No tiene prisa ni épica,
no irrumpe: se queda.
Es una educación lenta del mundo,
una pedagogía del gris
que enseña a mirar hacia dentro.
Llueve como quien piensa demasiado.
Sobre el tejado, sobre el río,
sobre la paciencia de las piedras.
La ciudad aprende a hablar bajo,
las calles se vuelven interiores,
y el verde —ese verde exhausto—
respira aliviado, confirmado.
La lluvia aquí no limpia: afianza.
No borra: subraya.
Convierte cada gesto en algo reflexivo,
cada espera en costumbre,
cada día en una forma de recogimiento.
Bajo esta lluvia no se sueña con huir.
Se aprende a permanecer.
Poema original de la IA (tras varias versiones)
***
(i) Complaciente. No hay riesgo. No hay caída. No hay frase que se equivoque. Todo está educadamente colocado, como un señor mayor que ya no cruza la calle sin semáforo.

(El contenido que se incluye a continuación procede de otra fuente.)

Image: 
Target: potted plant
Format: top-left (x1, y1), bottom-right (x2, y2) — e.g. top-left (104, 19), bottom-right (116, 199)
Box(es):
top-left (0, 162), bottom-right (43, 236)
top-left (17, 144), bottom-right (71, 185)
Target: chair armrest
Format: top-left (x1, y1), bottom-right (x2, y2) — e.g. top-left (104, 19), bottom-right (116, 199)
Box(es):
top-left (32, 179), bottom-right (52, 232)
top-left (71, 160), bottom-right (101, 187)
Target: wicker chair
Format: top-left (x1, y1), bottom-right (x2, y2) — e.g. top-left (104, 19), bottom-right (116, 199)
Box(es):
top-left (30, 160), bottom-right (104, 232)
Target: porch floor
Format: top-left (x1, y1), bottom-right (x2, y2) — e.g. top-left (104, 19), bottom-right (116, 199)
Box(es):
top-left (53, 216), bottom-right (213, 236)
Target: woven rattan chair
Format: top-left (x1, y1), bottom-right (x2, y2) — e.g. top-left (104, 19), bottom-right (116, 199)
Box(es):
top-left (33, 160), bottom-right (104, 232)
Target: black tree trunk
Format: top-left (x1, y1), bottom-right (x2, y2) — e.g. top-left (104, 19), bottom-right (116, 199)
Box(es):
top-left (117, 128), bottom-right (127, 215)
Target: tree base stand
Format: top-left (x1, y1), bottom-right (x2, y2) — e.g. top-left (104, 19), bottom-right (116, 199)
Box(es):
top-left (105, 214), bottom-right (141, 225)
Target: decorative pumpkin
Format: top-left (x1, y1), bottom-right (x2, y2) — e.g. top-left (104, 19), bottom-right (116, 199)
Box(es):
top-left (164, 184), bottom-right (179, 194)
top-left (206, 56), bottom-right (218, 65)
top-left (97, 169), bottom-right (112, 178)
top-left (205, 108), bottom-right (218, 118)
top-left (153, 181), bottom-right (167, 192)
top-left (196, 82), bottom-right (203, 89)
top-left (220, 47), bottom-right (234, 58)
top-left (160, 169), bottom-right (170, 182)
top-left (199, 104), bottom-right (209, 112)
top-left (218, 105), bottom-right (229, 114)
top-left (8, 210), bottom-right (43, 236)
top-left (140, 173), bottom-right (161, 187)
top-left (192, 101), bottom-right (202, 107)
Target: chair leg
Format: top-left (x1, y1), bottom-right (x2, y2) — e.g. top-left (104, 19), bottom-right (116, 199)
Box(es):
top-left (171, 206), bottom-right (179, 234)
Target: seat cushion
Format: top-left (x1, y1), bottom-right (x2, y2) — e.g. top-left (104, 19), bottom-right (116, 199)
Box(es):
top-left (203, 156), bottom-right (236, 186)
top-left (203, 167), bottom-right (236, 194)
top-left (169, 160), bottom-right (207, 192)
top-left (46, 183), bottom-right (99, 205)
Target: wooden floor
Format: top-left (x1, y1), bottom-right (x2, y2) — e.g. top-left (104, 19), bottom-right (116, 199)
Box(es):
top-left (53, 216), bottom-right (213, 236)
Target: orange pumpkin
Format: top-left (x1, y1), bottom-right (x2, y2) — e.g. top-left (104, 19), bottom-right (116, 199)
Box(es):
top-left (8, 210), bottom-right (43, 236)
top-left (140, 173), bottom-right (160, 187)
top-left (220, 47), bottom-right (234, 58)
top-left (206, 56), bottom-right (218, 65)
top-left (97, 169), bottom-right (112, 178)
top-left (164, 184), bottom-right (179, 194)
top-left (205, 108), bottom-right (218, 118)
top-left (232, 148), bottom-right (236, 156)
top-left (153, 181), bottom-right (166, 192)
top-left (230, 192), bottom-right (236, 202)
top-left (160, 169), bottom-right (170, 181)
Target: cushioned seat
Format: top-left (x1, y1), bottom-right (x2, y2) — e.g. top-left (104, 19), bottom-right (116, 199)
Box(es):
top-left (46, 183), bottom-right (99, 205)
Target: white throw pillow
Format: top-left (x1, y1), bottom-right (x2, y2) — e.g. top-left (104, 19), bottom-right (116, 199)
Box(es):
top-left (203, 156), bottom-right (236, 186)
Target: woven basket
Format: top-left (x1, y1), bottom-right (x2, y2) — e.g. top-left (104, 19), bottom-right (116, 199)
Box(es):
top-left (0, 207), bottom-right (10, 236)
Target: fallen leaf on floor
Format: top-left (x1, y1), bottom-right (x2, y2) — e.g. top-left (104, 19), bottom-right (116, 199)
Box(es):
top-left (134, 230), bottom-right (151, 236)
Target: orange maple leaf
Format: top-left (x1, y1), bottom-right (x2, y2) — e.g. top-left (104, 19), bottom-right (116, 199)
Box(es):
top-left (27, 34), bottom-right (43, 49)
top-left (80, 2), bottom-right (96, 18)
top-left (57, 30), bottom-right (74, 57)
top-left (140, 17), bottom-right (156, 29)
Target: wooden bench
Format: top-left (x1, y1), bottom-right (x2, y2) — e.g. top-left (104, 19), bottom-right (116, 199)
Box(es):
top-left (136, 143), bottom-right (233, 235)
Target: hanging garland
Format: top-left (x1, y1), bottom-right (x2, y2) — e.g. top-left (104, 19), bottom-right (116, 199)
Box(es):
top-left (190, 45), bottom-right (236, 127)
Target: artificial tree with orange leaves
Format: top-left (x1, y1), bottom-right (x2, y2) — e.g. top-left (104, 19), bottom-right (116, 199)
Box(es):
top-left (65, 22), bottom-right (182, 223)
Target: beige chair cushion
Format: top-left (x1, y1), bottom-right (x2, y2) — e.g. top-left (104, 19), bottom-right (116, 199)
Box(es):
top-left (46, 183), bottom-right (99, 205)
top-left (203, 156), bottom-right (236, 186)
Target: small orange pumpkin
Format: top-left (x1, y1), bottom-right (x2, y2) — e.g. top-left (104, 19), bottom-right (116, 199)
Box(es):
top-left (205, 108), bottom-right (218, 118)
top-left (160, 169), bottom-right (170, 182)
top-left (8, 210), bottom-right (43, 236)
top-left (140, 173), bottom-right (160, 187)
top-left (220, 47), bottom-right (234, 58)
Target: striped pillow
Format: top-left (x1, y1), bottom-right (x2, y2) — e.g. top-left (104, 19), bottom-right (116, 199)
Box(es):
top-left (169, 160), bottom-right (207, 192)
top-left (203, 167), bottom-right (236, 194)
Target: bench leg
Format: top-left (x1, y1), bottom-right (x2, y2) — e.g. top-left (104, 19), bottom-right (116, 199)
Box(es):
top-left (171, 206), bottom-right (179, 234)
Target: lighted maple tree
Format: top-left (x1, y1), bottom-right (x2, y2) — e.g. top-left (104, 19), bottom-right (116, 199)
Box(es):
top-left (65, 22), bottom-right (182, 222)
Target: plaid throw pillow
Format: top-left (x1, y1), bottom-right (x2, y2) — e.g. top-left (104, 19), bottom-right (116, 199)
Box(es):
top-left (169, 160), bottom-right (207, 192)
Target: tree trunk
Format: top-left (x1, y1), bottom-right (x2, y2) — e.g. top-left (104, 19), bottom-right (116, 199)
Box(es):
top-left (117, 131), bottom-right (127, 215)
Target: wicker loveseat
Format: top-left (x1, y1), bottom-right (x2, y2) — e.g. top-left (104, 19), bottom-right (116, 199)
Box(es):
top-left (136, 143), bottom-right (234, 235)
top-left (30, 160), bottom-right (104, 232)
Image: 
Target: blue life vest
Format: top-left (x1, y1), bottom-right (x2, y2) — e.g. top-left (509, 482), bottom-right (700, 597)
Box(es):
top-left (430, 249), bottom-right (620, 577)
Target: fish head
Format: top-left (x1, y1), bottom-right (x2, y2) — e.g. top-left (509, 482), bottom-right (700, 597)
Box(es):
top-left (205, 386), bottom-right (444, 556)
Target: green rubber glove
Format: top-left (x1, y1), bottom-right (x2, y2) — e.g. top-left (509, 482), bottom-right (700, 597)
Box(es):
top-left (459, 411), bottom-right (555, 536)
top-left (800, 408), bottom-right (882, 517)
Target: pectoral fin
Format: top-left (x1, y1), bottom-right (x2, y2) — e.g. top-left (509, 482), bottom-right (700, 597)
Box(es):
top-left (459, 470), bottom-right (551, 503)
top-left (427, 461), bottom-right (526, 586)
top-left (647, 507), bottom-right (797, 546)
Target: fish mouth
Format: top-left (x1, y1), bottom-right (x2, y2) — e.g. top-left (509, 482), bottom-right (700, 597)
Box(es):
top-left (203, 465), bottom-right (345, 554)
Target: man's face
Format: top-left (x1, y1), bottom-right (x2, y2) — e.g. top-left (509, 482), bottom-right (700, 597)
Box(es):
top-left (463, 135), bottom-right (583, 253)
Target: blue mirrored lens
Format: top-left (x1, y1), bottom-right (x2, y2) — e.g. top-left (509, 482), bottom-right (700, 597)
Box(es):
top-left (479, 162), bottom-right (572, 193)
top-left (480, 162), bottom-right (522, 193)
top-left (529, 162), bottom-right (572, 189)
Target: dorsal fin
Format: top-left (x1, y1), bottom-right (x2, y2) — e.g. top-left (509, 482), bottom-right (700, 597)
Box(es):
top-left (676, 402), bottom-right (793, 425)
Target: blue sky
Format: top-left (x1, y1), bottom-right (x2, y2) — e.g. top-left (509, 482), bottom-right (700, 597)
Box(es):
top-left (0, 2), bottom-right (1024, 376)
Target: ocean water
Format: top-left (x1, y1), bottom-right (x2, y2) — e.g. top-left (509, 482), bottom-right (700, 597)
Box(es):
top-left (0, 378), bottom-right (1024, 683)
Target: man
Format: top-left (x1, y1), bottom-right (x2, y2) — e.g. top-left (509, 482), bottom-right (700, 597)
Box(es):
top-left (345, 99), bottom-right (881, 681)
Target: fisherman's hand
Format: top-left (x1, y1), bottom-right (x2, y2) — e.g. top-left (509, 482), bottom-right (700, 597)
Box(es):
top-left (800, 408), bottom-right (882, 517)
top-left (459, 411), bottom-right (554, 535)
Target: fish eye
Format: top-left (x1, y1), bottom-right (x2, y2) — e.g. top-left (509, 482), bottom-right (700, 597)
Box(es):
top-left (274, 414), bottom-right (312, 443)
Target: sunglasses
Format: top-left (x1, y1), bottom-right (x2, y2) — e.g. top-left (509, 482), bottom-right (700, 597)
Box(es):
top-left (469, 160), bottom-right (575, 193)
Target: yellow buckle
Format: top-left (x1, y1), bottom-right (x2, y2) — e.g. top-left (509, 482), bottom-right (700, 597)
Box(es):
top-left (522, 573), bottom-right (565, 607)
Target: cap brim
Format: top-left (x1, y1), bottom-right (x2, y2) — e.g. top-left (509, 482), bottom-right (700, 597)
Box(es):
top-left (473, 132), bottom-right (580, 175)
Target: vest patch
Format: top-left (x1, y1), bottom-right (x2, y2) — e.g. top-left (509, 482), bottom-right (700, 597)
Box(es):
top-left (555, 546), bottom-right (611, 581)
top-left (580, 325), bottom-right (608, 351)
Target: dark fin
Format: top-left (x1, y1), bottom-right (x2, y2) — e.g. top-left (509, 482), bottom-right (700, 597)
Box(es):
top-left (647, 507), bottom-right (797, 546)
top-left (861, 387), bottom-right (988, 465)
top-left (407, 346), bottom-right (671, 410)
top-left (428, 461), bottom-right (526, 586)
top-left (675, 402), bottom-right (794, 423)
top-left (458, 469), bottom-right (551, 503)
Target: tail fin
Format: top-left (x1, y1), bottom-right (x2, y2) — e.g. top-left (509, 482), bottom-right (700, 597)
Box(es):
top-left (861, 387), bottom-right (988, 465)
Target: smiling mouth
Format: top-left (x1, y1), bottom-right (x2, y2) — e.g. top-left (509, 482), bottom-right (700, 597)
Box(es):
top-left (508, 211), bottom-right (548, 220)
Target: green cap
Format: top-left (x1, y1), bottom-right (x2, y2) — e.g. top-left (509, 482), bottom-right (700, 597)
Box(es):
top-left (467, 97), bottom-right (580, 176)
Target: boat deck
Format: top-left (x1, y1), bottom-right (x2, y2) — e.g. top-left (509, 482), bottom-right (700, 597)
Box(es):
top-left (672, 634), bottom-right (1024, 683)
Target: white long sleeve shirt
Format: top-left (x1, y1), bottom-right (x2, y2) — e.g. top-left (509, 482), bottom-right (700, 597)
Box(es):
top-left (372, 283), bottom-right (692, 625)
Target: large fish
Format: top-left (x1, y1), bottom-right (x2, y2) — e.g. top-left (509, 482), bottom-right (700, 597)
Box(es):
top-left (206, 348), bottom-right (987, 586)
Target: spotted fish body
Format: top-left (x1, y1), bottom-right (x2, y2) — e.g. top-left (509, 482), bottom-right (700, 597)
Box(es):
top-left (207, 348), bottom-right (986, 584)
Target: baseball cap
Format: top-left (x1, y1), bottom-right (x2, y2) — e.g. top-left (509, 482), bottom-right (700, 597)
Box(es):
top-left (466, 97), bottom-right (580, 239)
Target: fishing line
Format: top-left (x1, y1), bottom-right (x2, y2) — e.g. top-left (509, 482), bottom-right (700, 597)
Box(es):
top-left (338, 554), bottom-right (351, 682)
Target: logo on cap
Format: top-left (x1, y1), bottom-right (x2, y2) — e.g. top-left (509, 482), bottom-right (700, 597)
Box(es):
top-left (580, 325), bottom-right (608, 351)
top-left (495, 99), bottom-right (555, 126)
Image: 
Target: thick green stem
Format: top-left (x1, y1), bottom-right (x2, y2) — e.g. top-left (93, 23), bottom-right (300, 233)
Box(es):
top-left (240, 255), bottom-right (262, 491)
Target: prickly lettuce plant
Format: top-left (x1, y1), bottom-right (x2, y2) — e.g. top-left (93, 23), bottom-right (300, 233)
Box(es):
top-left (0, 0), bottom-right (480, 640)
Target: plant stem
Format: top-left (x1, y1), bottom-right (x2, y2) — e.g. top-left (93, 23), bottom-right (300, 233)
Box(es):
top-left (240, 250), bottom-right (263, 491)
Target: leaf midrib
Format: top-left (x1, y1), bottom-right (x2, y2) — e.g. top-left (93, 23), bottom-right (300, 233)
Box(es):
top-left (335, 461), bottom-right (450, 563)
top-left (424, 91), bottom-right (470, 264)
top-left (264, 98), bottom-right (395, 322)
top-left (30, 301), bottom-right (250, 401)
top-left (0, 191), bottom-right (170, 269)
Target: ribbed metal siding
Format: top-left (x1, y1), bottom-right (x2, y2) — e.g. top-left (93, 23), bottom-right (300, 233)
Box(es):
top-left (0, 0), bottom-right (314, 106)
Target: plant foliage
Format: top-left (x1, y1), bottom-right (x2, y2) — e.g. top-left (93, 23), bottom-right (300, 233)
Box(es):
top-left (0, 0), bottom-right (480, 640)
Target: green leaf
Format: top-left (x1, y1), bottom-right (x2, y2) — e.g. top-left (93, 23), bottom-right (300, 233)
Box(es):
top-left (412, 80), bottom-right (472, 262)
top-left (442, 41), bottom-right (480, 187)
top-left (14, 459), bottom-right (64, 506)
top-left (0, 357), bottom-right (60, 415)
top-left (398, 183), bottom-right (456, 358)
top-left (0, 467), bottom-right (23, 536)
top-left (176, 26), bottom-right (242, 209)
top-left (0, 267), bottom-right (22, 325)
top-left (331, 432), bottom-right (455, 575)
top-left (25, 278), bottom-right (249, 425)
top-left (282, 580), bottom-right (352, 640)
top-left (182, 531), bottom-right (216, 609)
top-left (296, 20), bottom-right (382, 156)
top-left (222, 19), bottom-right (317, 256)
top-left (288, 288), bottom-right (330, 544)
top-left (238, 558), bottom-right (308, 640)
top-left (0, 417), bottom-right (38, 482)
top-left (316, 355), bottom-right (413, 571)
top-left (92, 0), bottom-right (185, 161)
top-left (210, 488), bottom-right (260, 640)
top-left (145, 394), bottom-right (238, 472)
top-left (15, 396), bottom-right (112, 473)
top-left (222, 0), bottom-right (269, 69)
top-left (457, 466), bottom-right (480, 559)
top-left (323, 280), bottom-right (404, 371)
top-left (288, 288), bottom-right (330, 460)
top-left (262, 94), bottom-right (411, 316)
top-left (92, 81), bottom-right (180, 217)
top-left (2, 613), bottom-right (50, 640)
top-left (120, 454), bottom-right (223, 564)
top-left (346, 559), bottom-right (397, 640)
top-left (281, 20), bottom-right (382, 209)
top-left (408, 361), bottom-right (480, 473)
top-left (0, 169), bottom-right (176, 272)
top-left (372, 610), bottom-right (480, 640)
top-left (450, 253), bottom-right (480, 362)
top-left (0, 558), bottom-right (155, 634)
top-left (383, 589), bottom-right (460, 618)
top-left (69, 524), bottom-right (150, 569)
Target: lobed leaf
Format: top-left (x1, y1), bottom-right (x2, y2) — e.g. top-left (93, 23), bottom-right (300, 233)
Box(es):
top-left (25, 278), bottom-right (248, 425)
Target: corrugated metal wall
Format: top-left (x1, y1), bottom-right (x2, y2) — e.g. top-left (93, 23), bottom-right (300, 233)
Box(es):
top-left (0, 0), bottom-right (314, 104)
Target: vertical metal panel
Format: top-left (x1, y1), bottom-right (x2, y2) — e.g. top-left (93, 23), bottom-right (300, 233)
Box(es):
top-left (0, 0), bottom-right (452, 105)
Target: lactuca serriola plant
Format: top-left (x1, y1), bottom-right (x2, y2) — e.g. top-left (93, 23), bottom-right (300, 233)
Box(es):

(ii) La lluvia insiste, educa, enseña, afianza, subraya.
La lluvia aquí no moja: da clase.
Y eso es un problema:
cuando el poema empieza a explicar, deja de ocurrir.
(iii) “Pedagogía del gris”, “educación lenta del mundo”, “mirar hacia dentro”.
Lo siento: esto es metáfora de suplemento cultural dominical.
No es falsa, pero está demasiado usada, demasiado reconocible, demasiado segura.
(iv) La lluvia como introspección gallega es ya un lugar común con prestigio, que es la peor clase de lugar común porque nadie se atreve a discutirlo.
(v) Exceso de frases sentenciosas (el poema como profesor jubilado)
“No limpia: afianza.”
“No borra: subraya.”
“Se aprende a permanecer.”
Aquí el poema deja de ser poema y se convierte en aforismo con paraguas.
(vi) El tono es monocorde: gris sobre gris sobre gris
Ironía cruel: escribe sobre la pedagogía del gris…
y el poema es gris en su ritmo, en su riesgo y en su temperatura emocional.
No hay una frase que rompa el clima.
No hay una imagen que moleste.
No hay un verso que desentone.
Todo es perfectamente coherente, y por tanto un poco muerto
(vii) Galicia aparece como postal (peligro grave)
“El verde —ese verde exhausto—”.
Esto roza la autoparodia gallega involuntaria.
El verde exhausto, la lluvia persistente, el recogimiento…
falta solo el hórreo metafísico y el gaitero existencial.
(viii) El final clausura donde debería abrir una grieta
“Bajo esta lluvia no se sueña con huir.
Se aprende a permanecer.”
Este cierre es demasiado redondo.
Demasiado limpio para un poema que dice que la lluvia no limpia.
No hay ambigüedad.
No hay resto.
No hay incomodidad.
El poema termina en acuerdo consigo mismo, que es una forma elegante de la autocomplacencia.